Throughout his time in the SAS, Fred had extensive training in counterterrorism, had fought insurgents in several countries and therefore had insights into how insurgency worked. He assumed that although the rebels had been baulked in their attempt to intimidate the citizens of Bo they would not give up. Foday Sanhok, leader of the RUF, had been trained in Libya; he had probably been briefed on Mao Tse-Tung’s dictum that ‘the guerrilla must move amongst the people as a fish swims in the sea.’ Some of Foday Sankoh’s RUF would be mingling among the local people, probing for vulnerable spots and easy targets. Until they made their move, though, it was not possible to determine friend from foe. However, there was one likely target – Chief Hinga Norman. Hinga Norman had motivated and led the town’s resistance to the rebel incursion the previous week; he was also the mining company’s liaison officer, and he lived in a house in the city. With these thoughts in his mind, Fred went about his business for the remainder of Monday and again on Tuesday, paying close attention to what was happening around about; but on Tuesday he invited Chief Norman to his hotel for dinner that evening.
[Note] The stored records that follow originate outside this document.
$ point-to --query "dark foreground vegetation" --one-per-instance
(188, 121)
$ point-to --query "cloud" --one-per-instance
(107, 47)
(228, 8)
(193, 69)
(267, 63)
They had a convivial meal and Fred voiced no concerns about Hinga Norman’s safety. However, he had observed him closely over the few weeks they had been together and he made some shrewd deductions: Hinga Norman’s insistence on appearing in public wearing highly polished shoes was a carry-over from his officer training in the British army; he was likely to be just as fastidious about punctuality. And so after they finished their meal, Fred invited him to join him for tapas at the hotel the following morning at 10am sharp.
Next morning Fred left the hotel with his driver after 9am; however, he returned to it just before 10am. Next, he told the driver to wait in the car, and he went into the hotel, with his radio handset to his ear. As he was walking across the foyer to Reception, he put the phone away, went up to the desk and said, ‘I’ve just had a call, and I’ll have to go back to Freetown. Could you give me my bill please?’ As he was paying the bill, the hands of the clock on the wall in Reception were pointing at 10 o’clock; Chief Norman arrived and Fred took him by the arm and led him straight to his waiting vehicle. No observer watching Hinga Norman’s movements could have had an inkling that he was about to be moved out of Bo.